By taking the time to do this now, you can save many hours in the future by preventing the development team from starting off in the wrong direction, or from not including an essential functionality of the programme.
Phase 4 – An Interview With the Project Manager (PM)
Your project is now moving closer and closer to getting underway. But, before this happens, it’s important that you have an in depth meeting with the PM of the development team. It is here where you will have a chance to clear up any anxieties that you may still have with regards to communications and processes.
Here are what we think are the 10 most important questions to ask your project manager before a new IT project gets underway:
- How should I communicate my ideas?
- Which communication tools are we using?
- What is the communication flow structure?
- What type of process model will be used?
- How will the workflow be managed? How will we be alerted if we are off schedule or unforeseen problems arise?
- Who is responsible for the project?
- Can all of my requirements be met?
- How are project priorities translated into iterations, estimations and processes?
- How will the final product be distributed?
- How can I help and support you throughout the development process?
After taking questions from the client, the PM will then have some questions him/herself, in order to ensure that the client’s requirements are in line to be fulfilled.
These questions will include:
- Does the client have his/her own servers already?
- Does the client have any preferred delivery or deployment tools?
- Does the client have a technical person on his/her side – CTO (chief technical officer) for instance?
Phase 5 - preparing for the kick-off meeting
Before the project starts there’s always a kick-off meeting. But, even before this, there are a few things that the dev team will need to have prepared.
This will include:
- Information on whether the development team will be conducting all of the work, or if they will be sharing some part of the project with another team. If so, then the client may have some concerns about how the workflow between the in-house and remote teams will work, and how any issues surrounding working with remote teams are solved (see 4 Common Concerns About Remote Teams Solved).
- All communication channels to be set up. At Netguru we use a combination of daily updates and calls, and various project management apps and tools.
- A first draft of the app architecture, which will be consulted with the client during the kick-off meeting, or otherwise during the first days of collaboration.
Phase 6 – The kick-off meeting
The final stage before development begins – the kick-off meeting. Here’s what will happen:
- The team will be introduced, and all of their roles outlined – the developer(s), in charge of coding; the QA team, in charge of testing and noting bugs; the project manager, in charge of planning and communication with the client.
- The client will be asked how s/he plans to earn money from the application.
- The first drafts of the app architecture will be discussed and any necessary changes will be made.
- The communication tools will be outlined for all team members and client (see 5 Communication Hacks for Better Business Relationships).
- A staging server will be set up with access to it granted to the client and relevant team members. The client will then be asked if s/he has a production server. If the client doesn’t have one, then the development team should provide one.

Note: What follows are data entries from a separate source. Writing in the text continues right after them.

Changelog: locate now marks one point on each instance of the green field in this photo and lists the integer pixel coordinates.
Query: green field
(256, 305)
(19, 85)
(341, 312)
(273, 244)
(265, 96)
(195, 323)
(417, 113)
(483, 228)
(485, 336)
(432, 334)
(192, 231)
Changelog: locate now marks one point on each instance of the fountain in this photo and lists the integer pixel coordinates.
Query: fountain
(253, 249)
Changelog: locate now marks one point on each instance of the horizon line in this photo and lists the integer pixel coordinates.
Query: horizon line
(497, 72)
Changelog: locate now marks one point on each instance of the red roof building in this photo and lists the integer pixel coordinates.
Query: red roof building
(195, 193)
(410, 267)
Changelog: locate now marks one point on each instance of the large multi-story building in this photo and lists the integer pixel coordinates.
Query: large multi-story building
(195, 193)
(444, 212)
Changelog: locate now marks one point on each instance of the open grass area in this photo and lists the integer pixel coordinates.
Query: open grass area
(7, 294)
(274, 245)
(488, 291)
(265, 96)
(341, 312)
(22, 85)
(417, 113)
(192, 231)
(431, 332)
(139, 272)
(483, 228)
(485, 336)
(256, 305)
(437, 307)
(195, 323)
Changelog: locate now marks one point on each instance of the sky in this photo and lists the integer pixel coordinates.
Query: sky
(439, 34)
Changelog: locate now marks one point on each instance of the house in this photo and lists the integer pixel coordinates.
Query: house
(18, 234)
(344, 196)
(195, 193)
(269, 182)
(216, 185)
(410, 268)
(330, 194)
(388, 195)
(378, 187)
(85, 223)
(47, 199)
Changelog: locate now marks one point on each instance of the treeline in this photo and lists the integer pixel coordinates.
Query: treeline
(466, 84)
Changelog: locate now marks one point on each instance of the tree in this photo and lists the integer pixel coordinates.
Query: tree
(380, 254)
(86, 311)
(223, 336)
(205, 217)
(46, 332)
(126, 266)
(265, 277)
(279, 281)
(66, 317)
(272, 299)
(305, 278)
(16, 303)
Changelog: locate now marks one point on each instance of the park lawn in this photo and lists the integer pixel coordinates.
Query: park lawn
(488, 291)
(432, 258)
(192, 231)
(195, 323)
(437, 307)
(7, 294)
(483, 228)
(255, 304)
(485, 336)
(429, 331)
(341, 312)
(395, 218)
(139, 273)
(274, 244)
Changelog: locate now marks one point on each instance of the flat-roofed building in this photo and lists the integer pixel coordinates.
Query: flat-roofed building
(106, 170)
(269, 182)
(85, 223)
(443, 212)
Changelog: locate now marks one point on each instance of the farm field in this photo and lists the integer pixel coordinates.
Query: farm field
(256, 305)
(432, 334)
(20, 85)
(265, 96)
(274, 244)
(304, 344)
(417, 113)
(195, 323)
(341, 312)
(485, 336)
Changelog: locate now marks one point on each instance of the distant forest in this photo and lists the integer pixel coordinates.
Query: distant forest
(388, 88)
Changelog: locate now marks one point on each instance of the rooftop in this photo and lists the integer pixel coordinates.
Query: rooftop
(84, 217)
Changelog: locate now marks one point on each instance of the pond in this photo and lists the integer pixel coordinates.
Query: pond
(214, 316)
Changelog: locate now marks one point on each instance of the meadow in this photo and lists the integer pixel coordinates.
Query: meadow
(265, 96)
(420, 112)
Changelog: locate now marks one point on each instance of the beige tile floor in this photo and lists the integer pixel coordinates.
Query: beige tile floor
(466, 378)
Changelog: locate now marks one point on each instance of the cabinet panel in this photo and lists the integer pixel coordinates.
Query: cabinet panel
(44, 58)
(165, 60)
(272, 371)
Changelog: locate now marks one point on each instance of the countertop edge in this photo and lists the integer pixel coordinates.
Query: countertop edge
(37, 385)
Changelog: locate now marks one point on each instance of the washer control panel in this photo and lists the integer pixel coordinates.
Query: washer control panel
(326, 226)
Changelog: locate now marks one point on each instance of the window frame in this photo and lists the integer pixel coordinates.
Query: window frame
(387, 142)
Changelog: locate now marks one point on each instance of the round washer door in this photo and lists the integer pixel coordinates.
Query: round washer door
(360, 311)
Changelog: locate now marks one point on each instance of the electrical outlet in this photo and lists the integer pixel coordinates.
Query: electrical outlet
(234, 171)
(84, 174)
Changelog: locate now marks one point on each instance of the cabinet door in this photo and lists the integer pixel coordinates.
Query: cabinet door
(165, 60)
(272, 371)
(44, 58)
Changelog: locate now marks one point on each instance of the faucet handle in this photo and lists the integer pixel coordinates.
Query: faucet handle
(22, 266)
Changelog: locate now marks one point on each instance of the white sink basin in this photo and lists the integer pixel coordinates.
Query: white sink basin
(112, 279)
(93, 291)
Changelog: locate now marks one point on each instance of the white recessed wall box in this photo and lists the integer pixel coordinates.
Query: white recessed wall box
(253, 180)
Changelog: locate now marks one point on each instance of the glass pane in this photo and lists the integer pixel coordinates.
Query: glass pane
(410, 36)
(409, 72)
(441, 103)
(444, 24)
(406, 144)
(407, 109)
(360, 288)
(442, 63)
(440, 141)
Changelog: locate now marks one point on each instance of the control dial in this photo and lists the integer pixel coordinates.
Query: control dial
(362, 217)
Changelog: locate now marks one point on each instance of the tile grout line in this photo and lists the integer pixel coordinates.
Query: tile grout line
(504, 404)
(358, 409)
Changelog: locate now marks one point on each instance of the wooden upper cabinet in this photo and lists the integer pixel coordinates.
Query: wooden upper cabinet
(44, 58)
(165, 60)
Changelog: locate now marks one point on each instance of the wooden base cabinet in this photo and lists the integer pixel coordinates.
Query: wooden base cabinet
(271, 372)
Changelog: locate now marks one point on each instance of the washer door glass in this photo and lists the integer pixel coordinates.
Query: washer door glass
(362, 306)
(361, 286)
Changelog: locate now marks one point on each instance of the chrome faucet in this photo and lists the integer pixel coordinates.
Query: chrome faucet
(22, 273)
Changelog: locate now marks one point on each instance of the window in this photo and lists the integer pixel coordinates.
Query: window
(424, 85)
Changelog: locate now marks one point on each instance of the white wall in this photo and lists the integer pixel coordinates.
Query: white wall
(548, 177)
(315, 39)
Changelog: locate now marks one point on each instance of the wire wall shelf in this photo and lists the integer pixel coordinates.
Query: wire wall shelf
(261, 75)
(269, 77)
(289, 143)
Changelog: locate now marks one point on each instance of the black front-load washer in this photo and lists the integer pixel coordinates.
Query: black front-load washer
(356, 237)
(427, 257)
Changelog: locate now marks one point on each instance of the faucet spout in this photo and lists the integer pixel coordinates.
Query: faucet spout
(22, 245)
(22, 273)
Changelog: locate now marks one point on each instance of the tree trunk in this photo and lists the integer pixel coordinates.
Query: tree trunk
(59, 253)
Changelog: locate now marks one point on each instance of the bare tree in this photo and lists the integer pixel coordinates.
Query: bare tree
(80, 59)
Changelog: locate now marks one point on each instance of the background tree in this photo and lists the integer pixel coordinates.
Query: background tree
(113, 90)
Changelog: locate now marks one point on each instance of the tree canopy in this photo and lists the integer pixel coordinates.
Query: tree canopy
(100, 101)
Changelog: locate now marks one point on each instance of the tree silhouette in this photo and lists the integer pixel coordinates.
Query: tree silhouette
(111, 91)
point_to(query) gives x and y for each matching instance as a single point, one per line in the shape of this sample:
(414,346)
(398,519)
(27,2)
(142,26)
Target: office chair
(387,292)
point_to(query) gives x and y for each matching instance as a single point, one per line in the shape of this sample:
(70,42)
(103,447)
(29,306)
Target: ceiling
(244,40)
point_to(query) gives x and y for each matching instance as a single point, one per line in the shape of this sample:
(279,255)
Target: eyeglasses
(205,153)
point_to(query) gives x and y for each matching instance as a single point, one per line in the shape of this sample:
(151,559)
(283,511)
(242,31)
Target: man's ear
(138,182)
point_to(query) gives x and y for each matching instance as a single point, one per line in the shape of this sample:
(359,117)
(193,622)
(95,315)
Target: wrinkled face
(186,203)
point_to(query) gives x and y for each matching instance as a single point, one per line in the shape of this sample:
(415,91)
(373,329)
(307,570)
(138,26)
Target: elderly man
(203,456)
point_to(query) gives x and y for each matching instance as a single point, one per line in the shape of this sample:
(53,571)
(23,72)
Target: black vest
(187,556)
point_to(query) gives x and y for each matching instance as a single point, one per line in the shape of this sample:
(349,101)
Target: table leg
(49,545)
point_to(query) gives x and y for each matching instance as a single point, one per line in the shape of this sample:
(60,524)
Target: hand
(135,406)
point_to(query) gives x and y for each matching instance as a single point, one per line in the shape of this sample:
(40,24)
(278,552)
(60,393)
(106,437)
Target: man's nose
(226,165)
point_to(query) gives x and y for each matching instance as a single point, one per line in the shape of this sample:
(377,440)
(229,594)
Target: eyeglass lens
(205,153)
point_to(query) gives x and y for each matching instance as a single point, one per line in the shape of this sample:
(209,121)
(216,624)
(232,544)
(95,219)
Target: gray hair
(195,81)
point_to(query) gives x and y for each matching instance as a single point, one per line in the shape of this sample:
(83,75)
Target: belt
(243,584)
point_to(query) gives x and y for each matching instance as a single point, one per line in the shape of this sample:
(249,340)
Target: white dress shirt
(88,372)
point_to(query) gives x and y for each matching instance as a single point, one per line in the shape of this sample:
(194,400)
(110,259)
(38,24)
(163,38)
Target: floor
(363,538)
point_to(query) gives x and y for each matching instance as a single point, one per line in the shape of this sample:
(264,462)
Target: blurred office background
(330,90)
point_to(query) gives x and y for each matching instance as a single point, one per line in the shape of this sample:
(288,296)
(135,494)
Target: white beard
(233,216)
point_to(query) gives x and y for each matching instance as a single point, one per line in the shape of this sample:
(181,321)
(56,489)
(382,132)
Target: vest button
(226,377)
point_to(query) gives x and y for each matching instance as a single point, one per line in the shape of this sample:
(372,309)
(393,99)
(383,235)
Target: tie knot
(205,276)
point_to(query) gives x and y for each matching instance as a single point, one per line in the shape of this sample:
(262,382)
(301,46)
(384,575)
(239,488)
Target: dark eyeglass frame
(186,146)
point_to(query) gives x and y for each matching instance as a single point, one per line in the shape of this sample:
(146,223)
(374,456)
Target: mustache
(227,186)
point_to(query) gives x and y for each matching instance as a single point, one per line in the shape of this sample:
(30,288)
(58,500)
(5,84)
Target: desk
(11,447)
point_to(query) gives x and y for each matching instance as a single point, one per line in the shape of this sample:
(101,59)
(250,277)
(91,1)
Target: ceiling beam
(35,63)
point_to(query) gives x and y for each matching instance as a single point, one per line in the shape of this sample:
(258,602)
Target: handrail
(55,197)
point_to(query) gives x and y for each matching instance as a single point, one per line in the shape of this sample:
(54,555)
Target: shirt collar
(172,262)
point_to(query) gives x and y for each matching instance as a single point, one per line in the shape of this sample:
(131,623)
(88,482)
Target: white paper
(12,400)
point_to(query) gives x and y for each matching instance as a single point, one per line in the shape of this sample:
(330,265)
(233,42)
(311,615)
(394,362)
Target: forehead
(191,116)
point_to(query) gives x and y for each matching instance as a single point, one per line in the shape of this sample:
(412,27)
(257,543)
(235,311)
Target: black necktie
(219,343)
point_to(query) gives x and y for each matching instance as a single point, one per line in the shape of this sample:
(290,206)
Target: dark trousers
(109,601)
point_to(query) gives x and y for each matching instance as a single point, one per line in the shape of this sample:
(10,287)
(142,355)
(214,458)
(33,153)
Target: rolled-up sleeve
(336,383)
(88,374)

It's important for the client to understand that a strong Product Owner role will be needed during the entire process.
Phase 7 – Go!!
Everything should now be in place for work to begin. In the initial stages of collaboration, milestones will need to be set with iterations laid out that all devs are to follow consistently. It will also be in this early stage that everyone will have a clearer idea whether or not they have all the materials and information they require to complete the project. Cuts in the scope and re-estimations will occur. If anything is discovered to be lacking, it can be sorted out now so that everything is ready when the time comes.